APART OF THE PLAN: Countering the rumors that their three-year marriage isn't working, Pretenders lead singer Chrissie Hynde explained why she doesn't live with her husband, Simple Minds' Jim Kerr, father of one of her two children. "This is the way it is," she told London's Daily Mail. "Jim lives in Scotland for the week and comes down to London to see the kids at weekends. He likes it that way and so do I. He doesn't want me ranting in his ear all week, and I don't want somebody around me all the time." Hynde also doesn't apologize for the rock life. "I'm a singer, I'm overpaid and I enjoy it," she said. "End of story. Want to see a picture of my kids?"

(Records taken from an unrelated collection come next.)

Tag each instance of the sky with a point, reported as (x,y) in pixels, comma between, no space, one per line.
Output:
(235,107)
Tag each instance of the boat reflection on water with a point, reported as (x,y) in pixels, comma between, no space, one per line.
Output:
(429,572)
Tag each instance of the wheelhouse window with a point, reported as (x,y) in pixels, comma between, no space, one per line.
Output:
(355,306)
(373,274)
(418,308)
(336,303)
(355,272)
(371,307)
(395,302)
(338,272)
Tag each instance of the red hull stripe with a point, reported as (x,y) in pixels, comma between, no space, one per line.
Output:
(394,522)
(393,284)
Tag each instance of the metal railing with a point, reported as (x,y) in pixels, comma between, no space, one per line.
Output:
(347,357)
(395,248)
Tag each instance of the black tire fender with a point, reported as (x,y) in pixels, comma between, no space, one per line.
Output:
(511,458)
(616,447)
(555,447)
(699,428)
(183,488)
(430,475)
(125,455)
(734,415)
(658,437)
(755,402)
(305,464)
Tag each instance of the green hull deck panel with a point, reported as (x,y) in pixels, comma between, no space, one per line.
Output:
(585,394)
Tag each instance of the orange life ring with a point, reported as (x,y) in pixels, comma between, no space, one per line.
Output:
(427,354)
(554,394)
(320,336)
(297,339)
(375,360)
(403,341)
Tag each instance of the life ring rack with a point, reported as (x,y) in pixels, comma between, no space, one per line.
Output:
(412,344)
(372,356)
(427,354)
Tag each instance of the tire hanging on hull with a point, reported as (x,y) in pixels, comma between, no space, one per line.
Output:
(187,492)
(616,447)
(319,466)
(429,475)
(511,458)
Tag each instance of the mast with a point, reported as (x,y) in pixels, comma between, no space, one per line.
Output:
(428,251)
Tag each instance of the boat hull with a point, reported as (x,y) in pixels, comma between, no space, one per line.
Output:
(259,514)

DAZE TRIPPER: Well, no one would want a straight answer from gonzo journalist Hunter S. Thompson, the author of Fear and Loathing in Las Vegas. While giving a lecture at Smith College, the model for Doonesbury's Duke character was asked if he misses the '60s. "No," said Thompson, 48, "and in fact I feel cheated that the acid flashbacks that they promised us have not come." Downer, man.
TART-TONGUED: When Suzy Menkes, fashion editor of London's Independent newspaper, said on British television that Princess Diana looks like a tart when she wears black-leather skirts with lacy stockings, other members of the press and British designers didn't hem or haw. Victor Edelstein, who designs evening gowns for Di, swore, "I have never seen her dress like a tart." Designer Lindka Cierach chimed in with, "She has done more for British fashion than anybody else in recent years," and added that leather is a classic. Daily Mirror woman's editor Christena Appleyard said a leather skirt might look tarty if "you wait until you're in your mid-40s, your bottom's heading for your ankles and your knees are having a mid-life crisis. Then, because you are a fashion expert, you squeeze yourself into it and tell yourself you look good." She said she had seen Di's detractor, Suzy Menkes, in just such a getup looking just that way.